Perserikatan Bangsa-Bangsa memeringati hari jadi Konvensi Hukum Laut dan menyeru agar semua negara meratifikasi konvensi ini.

Konvensi Hukum Laut adalah kesepakatan global yang mengatur cara pemanfaatan samudera dan segala isinya. Hari jadi Konvensi Hukum Laut yang ke-30 jatuh pada hari Selasa (13/2).

Konvensi Hukum Laut ini mengatur semua aspek wilayah samudera, mulai dari cara penentuan batas maritim, regulasi lingkungan, penelitian ilmiah, perdagangan, serta sengketa internasional terkait isu-isu kelautan.

Konvensi Hukum Laut ini berlaku efektif pada 16 November 1994 setelah Guyana menjadi negara ke-60 yang meratifikasinya.

“Konvensi ini memungkinkan dunia untuk mengatur semua aspek pemanfaatan laut,” ujar Patricia O’Brien, Wakil Sekretaris Jenderal PBB untuk Masalah Hukum. Namun konvensi ini – seperti perjanjian lain – hanya mengikat negara yang telah meratifikasinya.

Sekretaris Jenderal PBB, Ban Ki-moon bulan ini telah mengirimkan surat ke 34 negara anggota PBB meminta mereka untuk turut menandatangani dan meratifikasi konvensi ini.
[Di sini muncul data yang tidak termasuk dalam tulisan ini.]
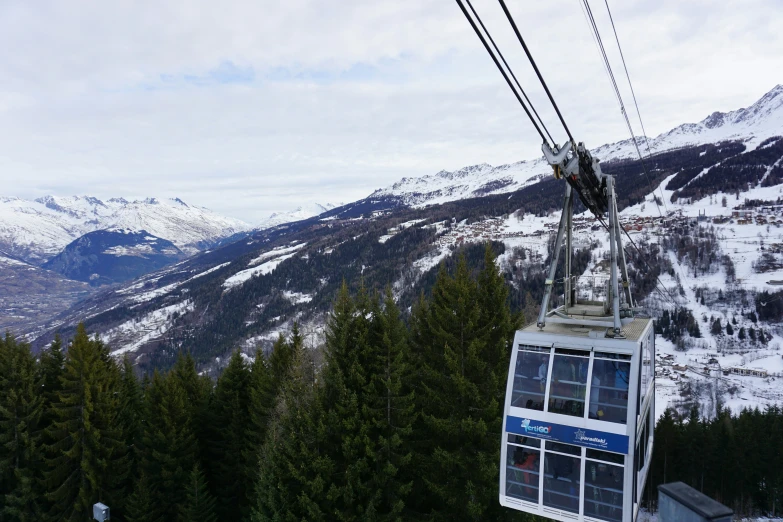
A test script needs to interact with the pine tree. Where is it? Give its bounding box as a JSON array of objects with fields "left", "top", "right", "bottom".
[
  {"left": 366, "top": 288, "right": 415, "bottom": 520},
  {"left": 140, "top": 371, "right": 198, "bottom": 521},
  {"left": 37, "top": 334, "right": 65, "bottom": 513},
  {"left": 251, "top": 322, "right": 335, "bottom": 522},
  {"left": 0, "top": 334, "right": 44, "bottom": 522},
  {"left": 243, "top": 332, "right": 302, "bottom": 505},
  {"left": 44, "top": 324, "right": 125, "bottom": 521},
  {"left": 209, "top": 350, "right": 252, "bottom": 520},
  {"left": 170, "top": 353, "right": 214, "bottom": 456},
  {"left": 125, "top": 471, "right": 155, "bottom": 522},
  {"left": 117, "top": 356, "right": 144, "bottom": 496},
  {"left": 179, "top": 463, "right": 220, "bottom": 522},
  {"left": 710, "top": 318, "right": 723, "bottom": 335},
  {"left": 411, "top": 254, "right": 518, "bottom": 520}
]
Negara-negara itu adalah Afghanistan, Amerika Serikat, Israel, Bhutan, Burundi, Kamboja, Republik Afrika Tengah, Kolombia, El Salvador, Ethiopia, Iran, Korea Utara, Libya, Liechtenstein, Nigeria, Rwanda, Swaziland, Uni Emirat Arab, Andorra, Azarbaijan, Ekuador, Eritrea, Kazakhstan, Kyrgyzstan, Peru, San Marino, Sudan Selatan, Suriah, Tajikistan, Timor-Leste, Turki, Turkmenistan, Uzbekistan dan yang terakhir Venezuela.

Saat ini terdapat 162 negara yang sudah menandatangani dan meratifikasi Konvensi Hukum Laut ini. Mereka bertanggung jawab untuk melindungi dan melestarikan aset-aset dan lingkungan kelautan.

Mereka juga dituntut untuk selalu bekerja sama dalam lingkup regional dan global untuk merumuskan aturan dan standar penggunaan wilayah kelautan.

Salah satu peraturan penting dalam konvensi ini adalah Zona Ekonomi Eksklusif (ZEE) yang mengakui hak setiap negara atas wilayah laut mereka sehingga mereka bisa menggali, mengembangkan dan mengelola potensi wilayah kelautan yang mereka miliki. Wilayah ZEE terbentang sepanjang 321,8 km (200 mil) dari garis pantai.

Sesuai dengan peraturan konvensi, semua negara berhak untuk melayari, terbang di atas wilayah laut serta melakukan aktifitas penelitian dan pencarian ikan di ZEE mereka namun wajib bekerja sama dengan negara lain untuk mengelola sumber daya alam ini.